I don't work blue.
Not here.
Not at school.
Event though there are plenty of times that expletives flow freely through my brain, I stop them up. I keep them inside instead of giving those around me and those who bother to take in this daily account of my misgivings and inspirations.
Again, this does not mean that I am incapable of thinking bad words. But since I am uttering them in a place where "the S word" more often than not means "shut up," I feel compelled to watch my language. The up side of this is first and foremost it allows me to call on the advice my mother gave me so very many years ago: "You have a great vocabulary. You don't need to shortchange what you have to say by using 'those words.'"
The same cannot be said of all of my young charges. The world in which they live provides them plenty of opportunity to see, hear and fully experience Bad Words. This stands in stark contrast with my own elementary school experience in which one of my second grade classmates screamed the mother of all bad words at Ms. Hoff before he ran out of the room, slamming the door behind him. The stunned silence in his wake gave us all pause and I am sure had a lot to do with the reason that our classmate did not return to the classroom for two days.

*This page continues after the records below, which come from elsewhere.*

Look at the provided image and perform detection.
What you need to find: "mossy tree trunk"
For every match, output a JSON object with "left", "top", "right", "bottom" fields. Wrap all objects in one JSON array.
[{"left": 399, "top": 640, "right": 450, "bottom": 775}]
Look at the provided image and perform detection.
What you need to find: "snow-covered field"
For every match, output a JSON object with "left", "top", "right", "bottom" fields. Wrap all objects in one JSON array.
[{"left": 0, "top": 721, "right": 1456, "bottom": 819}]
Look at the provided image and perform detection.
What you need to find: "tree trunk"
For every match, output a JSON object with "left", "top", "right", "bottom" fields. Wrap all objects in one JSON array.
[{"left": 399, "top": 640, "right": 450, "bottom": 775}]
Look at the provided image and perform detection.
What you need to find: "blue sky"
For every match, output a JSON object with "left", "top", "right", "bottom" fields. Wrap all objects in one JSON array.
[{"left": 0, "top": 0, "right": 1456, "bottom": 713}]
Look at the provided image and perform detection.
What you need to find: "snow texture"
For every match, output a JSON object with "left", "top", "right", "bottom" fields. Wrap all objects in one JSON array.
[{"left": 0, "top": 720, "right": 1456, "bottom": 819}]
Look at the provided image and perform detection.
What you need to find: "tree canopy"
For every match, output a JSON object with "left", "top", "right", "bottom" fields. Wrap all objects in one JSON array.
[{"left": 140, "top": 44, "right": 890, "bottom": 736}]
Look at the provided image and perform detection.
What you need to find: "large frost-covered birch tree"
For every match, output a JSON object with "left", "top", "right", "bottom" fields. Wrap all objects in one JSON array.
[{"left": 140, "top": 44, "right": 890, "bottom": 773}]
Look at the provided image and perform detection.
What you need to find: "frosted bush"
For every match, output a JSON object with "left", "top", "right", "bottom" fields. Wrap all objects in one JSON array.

Can I just say that a two-day suspension for cursing and slamming a door at the school where I work now would leave a lot of empty seats? Having to endure fits of anger that include a flurry of off-color epithets sometimes puts me on edge, leaving me with a brain full of off-color responses that have to quickly die on the vine in order to proceed with the matter at hand: de-escalation. Ultimately, these kids know that they are playing with fire, and they are likely to get burned. However, since the phone calls were make to some parents regarding their child's comportment fall on ears that are awash with that very same vocabulary.
Where do you suppose they heard it in the first place?
I know where I heard my initial lexicon of curse words. The kid down the street had two older brothers who kept him up to speed with every new innovation in expletives. I tried them out, of course, since that's what kids do. Which is why my mother gave me the advice about not limiting my word choice to the gutter.
Which is why I don't tend to flinch as much anymore. I've heard it all, with the occasional new permutation. And I figure that just means I need to work harder at my job teaching them words that can convey their shock, disappointment, anger and amusement without getting written up.